Cows in the shade, Hattie kept an ear on them, later we had to go through their field and one decided to try and chance us down the steep hill, so I turned Hattie to chance it away as I did n't want them all joining in chasing me down the track :shock:


Home village in sight, it was now gone 2 pm and we were feeling a bit hot and tired 


A little video of our hack
https://www.youtube.com/watch?v=lNuWKokKuxw&feature=c4-overview&list=UUQPwTpiWgJ7iCQotbWHAxtA

Hattie back home and showered.


----------



## Tracer (Sep 16, 2012)

That beautiful white luscious mane... *chops it off and glues it on her horse*

And I thought my 'trail riding' took me through nice scenery! You UKers have the benefit of lush greenery.


----------



## Maple (Jan 10, 2012)

Fab pics! So jealous! It looks like you had a blast. There are no bridleways near me or quiet roads to get out on  Soon as I leave my drive, i'm on tarmac.. if I go right im in the town in 2k... so my hacking results in braving a trip on the busy roads - not very relaxing.


----------



## Clava (Nov 9, 2010)

Maple said:


> Fab pics! So jealous! It looks like you had a blast. There are no bridleways near me or quiet roads to get out on  Soon as I leave my drive, i'm on tarmac.. if I go right im in the town in 2k... so my hacking results in braving a trip on the busy roads - not very relaxing.


 
Oh that's a shame :-( I've heard that before of hacking in Ireland, is that why hunting is so popular? 

I had to ride 2 miles on a road that is quite busy enough for me, we get double decker buses and the odd articulated lorry:shock:...and lots of tractors!


----------



## Maple (Jan 10, 2012)

My road is very busy as it's between 3 towns.. one of which is renowned for "boy racers" who fly up and down the road. DD has been hacking the pony on it but she is only allowed go as far as I can see her and I stand in the middle of the road waving cars down. We once had a young lad blast his car horn at us when he flew by!! 

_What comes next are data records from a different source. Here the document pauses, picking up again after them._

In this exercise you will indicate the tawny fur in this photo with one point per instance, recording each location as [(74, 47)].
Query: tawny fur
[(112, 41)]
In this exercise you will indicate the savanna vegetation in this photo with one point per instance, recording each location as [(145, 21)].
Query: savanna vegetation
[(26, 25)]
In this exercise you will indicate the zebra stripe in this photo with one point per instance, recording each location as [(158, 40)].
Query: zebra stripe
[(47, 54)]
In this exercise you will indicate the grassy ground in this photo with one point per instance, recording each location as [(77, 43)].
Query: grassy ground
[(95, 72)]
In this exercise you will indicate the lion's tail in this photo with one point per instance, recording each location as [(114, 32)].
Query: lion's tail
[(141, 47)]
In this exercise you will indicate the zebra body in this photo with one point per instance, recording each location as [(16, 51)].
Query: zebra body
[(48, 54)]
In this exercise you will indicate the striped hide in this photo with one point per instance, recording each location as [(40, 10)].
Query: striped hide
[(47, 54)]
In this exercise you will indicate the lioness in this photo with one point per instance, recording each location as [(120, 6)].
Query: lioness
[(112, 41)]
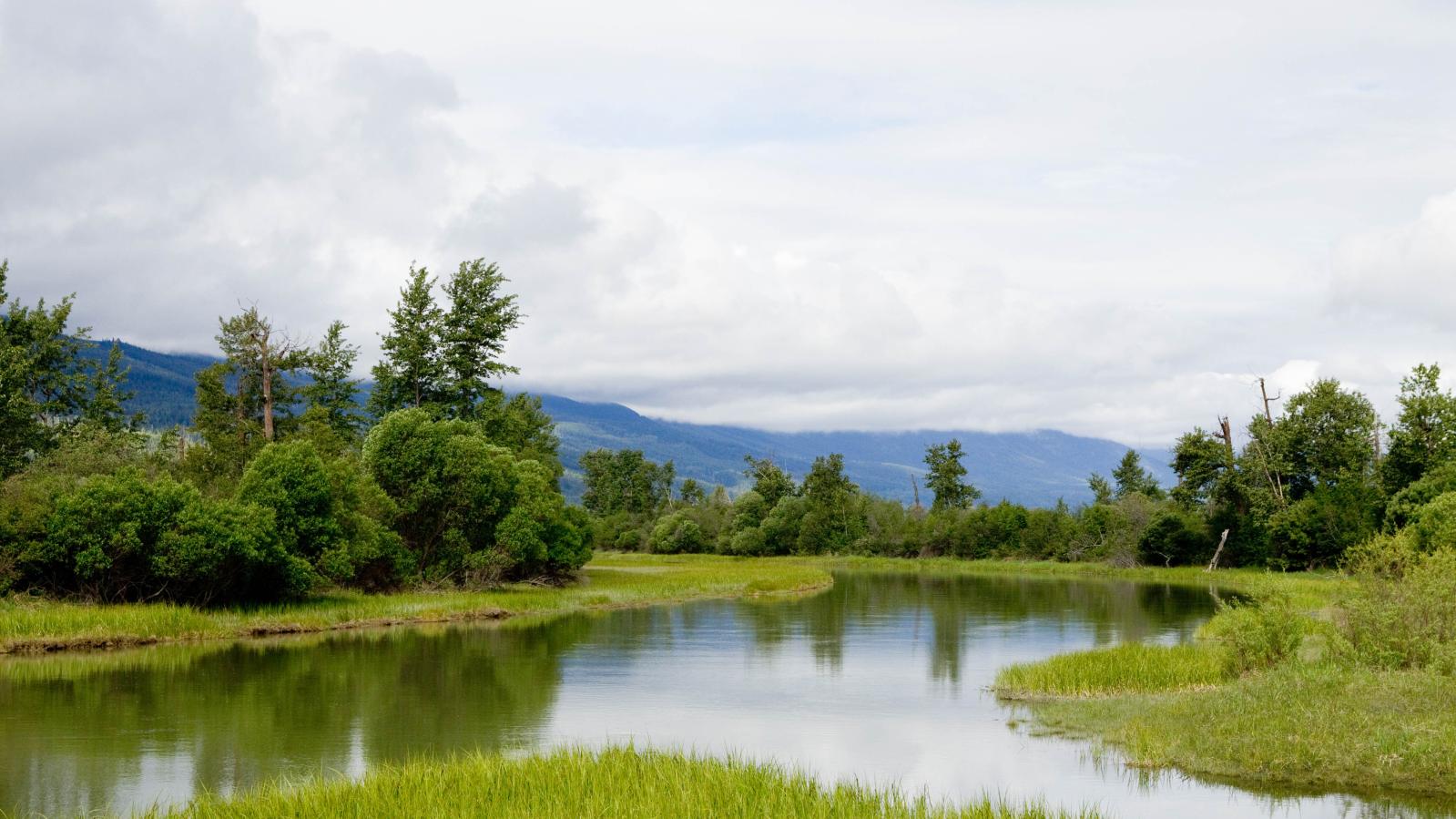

umm... being a "foreigner" living here, and i'm sure i'll offend - I think the Irish like hunting so much because it gives people who can't be bothered to learn to ride properly a chance to go bombing through fields/ditches with a gang of other horses. My horse was used as a "beginners hunting horse" and was loaned out to people - none of the people were taught anything, it was a case of "up and away". I know a 7yo girl who is hunting already - she came to ride DD's pony - she had no contact with her reins, her seat was sloppy, her heels were darn near touchin the clouds, she was leaning to far forward that I thought she as preparing to ride the grand national. Child still out hunting, which frightens the life out of me!


----------



## Clava (Nov 9, 2010)

Maple said:


> My road is very busy as it's between 3 towns.. one of which is renowned for "boy racers" who fly up and down the road. DD has been hacking the pony on it but she is only allowed go as far as I can see her and I stand in the middle of the road waving cars down. We once had a young lad blast his car horn at us when he flew by!!
> 
> umm... being a "foreigner" living here, and i'm sure i'll offend - I think the Irish like hunting so much because it gives people who can't be bothered to learn to ride properly a chance to go bombing through fields/ditches with a gang of other horses. My horse was used as a "beginners hunting horse" and was loaned out to people - none of the people were taught anything, it was a case of "up and away". I know a 7yo girl who is hunting already - she came to ride DD's pony - she had no contact with her reins, her seat was sloppy, her heels were darn near touchin the clouds, she was leaning to far forward that I thought she as preparing to ride the grand national. Child still out hunting, which frightens the life out of me!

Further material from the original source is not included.